President Obama gave the order to abduct Abu Anas al-Libi (whose real name is Nazih Abd al-Hamid al-Ruqhay), on October 6th 2013 in Libya. A Delta Force force succeeded without making any victims.
Even supposing that al-Libi were a legitimate target for the US, as claimed by Secretary of State John Kerry, this kidnapping constitutes a violation of international law and of Libyan sovereignty.
In 1995, this jihadist, who had joined Osama Bin Laden in the Sudan, participated in a failed attempt to assassinate Egyptian president Hosni Mubarack. He then found refuge in Doha (Qatar).
In 1996, the British secret services (MI5 and MI6) financed an Al-Qaïda cell to assassinate Libyan leader Muammar al-Gaddafi [1]. Anas Al-Libi brokered the deal thereby receiving political asylum in the UK. He lived in Manchester until 2000 when he was charged by the US.
That same year, he was accused by the New York Southern District Court of having undertaken in 1993 the photographic reconnoitering that supposedly enabled, five years later, the 7 August 1988 attacks on the US embassies of Daar es-Salam and Nairobi, killing 12 Americans (and incidentally 214 other persons, in a total number of 5 000 non-American injured). When the "FBI’s Most Wanted Suspects" list was created in 2001, a 5 million dollar reward was offered for his capture.
Various sources maintain that he was detained in Iran from 2003 to 2012, upon which he returned to Libya. However, on the 6th of June 2007, Amnesty International claimed that he was actually held in a secret CIA prison [2].
In December 2010, the Libyan representative at the UN indicated that Al-Libi and his family had returned to their country, as part of a peace treaty negotiated by Saif el-Islam Kadhafi, under US control. With other Al-Qaeda members and under Abdelhakim Belhaj’s authority [3], he took part as of February 2011 (three months later) in NATO’s operations in Libya, leading to the overthrow of the Jamahiriya and to Muammar al-Gaddafi’s lynching. One of al-Libi’s son’s was killed in retaliation by the nationalists in October 2011.

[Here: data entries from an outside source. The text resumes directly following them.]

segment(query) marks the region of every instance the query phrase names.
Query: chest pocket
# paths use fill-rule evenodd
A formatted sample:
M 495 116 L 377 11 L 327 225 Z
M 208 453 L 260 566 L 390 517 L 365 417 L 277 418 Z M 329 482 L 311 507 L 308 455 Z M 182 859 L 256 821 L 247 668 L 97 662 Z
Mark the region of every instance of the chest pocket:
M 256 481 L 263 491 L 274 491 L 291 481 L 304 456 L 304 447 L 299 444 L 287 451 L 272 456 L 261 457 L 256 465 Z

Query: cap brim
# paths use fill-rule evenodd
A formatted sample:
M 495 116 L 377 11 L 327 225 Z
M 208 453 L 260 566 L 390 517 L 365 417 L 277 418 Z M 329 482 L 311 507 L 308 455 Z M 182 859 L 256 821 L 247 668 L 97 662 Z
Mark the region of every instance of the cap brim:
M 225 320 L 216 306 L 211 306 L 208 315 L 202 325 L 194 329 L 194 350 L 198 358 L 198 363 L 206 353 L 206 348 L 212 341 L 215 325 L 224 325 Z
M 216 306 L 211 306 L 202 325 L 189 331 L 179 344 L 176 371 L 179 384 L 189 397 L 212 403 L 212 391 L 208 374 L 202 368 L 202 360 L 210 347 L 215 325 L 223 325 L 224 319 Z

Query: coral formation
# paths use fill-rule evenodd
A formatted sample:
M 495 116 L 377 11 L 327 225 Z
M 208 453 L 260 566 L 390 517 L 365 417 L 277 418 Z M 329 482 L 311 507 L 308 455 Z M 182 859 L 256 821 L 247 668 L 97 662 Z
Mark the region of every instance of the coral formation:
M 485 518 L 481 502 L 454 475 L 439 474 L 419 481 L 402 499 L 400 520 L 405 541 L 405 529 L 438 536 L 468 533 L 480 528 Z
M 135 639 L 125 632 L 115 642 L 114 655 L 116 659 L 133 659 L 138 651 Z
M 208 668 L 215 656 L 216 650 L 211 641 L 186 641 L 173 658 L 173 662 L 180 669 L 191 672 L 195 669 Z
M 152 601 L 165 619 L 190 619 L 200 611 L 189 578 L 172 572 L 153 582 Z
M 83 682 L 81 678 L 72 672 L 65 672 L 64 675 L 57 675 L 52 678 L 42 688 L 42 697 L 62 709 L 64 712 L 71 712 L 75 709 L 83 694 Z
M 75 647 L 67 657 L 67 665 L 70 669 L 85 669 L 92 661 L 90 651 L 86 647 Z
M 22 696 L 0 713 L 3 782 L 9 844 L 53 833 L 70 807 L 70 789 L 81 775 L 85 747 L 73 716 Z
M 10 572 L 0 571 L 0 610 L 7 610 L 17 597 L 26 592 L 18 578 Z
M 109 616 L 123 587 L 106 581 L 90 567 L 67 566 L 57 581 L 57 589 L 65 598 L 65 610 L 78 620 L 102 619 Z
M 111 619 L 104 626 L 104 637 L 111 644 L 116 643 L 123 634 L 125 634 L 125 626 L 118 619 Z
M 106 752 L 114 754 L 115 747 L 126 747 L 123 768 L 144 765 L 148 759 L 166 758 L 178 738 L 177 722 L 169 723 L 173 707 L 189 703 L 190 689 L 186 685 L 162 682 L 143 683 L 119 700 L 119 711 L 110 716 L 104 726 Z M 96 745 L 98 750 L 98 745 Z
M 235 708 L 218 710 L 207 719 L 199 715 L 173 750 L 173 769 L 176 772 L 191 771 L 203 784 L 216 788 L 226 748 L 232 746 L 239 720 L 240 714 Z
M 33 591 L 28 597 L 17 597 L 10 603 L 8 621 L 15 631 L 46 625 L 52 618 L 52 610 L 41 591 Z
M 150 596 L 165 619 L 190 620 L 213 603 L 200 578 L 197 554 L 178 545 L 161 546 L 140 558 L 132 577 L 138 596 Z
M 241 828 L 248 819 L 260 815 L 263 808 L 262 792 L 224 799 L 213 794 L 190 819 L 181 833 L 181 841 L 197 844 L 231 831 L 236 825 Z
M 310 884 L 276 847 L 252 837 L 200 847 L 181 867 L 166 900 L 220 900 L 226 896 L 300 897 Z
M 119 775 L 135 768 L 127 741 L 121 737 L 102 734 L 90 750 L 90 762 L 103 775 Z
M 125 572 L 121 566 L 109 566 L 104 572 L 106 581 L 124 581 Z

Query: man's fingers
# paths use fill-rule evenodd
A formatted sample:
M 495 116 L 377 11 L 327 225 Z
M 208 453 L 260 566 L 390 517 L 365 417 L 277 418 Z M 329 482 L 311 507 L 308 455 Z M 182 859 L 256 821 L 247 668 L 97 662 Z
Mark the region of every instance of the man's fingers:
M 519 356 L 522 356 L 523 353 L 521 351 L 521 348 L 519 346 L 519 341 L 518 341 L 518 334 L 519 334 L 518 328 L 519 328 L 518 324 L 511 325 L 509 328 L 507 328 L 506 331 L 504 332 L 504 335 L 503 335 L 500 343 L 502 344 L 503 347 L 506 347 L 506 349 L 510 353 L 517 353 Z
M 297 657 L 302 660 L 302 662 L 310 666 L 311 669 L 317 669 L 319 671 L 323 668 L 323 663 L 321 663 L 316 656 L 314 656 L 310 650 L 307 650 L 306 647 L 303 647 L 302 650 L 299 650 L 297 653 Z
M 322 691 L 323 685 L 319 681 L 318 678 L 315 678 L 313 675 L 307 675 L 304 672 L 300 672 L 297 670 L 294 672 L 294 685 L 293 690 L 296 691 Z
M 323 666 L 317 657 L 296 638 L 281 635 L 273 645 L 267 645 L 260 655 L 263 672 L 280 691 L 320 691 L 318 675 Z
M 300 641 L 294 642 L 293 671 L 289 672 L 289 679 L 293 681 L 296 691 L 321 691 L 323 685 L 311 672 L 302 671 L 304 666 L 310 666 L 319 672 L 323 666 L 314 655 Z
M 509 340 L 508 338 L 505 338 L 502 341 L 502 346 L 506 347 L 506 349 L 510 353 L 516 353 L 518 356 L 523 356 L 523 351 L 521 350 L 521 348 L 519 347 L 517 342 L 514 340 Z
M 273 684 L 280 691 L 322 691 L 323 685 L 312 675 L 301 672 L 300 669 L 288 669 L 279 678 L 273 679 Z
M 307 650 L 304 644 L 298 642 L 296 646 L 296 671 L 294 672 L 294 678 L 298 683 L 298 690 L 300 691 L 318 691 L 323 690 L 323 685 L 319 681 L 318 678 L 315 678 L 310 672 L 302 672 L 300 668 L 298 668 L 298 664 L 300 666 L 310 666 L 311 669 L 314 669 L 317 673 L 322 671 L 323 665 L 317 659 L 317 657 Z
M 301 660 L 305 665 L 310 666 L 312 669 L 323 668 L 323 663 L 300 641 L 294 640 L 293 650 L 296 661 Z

Kidnapped by the US Secretary of Defence in Tripoli (Lybia) on 6 October 2013, Abu Anas al-Libi was, according to the New York Times, transferred aboard the USS San Antonio, in the Mediterranean sea, to be interrogated [4] outside of the US legal system [5], to be eventually be handed over to US justice authorities in a few weeks or months.

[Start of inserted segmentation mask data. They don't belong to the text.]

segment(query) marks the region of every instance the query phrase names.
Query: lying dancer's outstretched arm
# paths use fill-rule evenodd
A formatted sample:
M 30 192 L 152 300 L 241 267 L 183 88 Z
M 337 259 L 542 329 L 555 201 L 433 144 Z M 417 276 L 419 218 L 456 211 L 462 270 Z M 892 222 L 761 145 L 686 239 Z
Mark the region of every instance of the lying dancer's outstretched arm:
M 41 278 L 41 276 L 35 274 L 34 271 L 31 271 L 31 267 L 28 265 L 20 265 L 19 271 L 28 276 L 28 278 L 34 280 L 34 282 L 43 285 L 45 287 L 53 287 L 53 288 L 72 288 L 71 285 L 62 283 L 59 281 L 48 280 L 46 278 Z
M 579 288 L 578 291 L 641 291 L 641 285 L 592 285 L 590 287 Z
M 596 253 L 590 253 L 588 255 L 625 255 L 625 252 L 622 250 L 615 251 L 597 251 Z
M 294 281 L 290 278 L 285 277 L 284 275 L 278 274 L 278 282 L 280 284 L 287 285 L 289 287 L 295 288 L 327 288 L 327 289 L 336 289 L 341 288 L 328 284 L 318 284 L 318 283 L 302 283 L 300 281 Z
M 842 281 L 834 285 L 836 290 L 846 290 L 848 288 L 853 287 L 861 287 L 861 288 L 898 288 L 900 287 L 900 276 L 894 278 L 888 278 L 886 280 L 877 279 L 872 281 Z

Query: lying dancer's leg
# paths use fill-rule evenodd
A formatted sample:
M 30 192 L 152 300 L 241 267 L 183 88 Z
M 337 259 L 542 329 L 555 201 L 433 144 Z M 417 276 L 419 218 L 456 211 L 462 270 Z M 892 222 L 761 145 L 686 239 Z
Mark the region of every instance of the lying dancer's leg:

The USS San Antonio is a landing ship, and it’s holds have been transformed into a secret prison by the US Navy. The detainees are interrogated following a program based on Dr. Martin Seligman’s techniques [6]. The goal is not to extract information, but to condition the victims. Officially, President Barack Obama was supposed to have shut down these secret prisons and forbidden torture.
The United-States had not claimed responsibility for an abduction contravening international law since that of Ahmed Abdulkadir Warsame on April 19th 2011 (which was made public two months later).
[1] « David Shayler: “I quit the British secret service when the MI6 decided to fund Osama bin Laden’s partners” », Voltaire Network, November 18th 2005.
[2] He appears as n°37 on the « USA : Off the Record. U.S. Responsibility for Enforced Disappearances in the "War on Terror" », Amnesty International, June 6th 2007.
[3] Abdelhakim Belhaj, Al-Qaïda’s number two during the wars against Libya and Syria, is a important collaborator of NATO. Cf. our dossier.
[4] “U.S. Said to Hold Qaeda Suspect on Navy Ship”, by Benjamin Wiser and Eric Schmitt, The New York Times, October 6th 2013.
[5] “How the U.S. Is Interrogating a Qaeda Suspect”, by Charlie Savage and Benjamin Weiser, The New York Times, October 7th 2013.
[6] « The secret behind Guantánamo », by Thierry Meyssan, Odnako/Voltaire Network, October 8th 2009.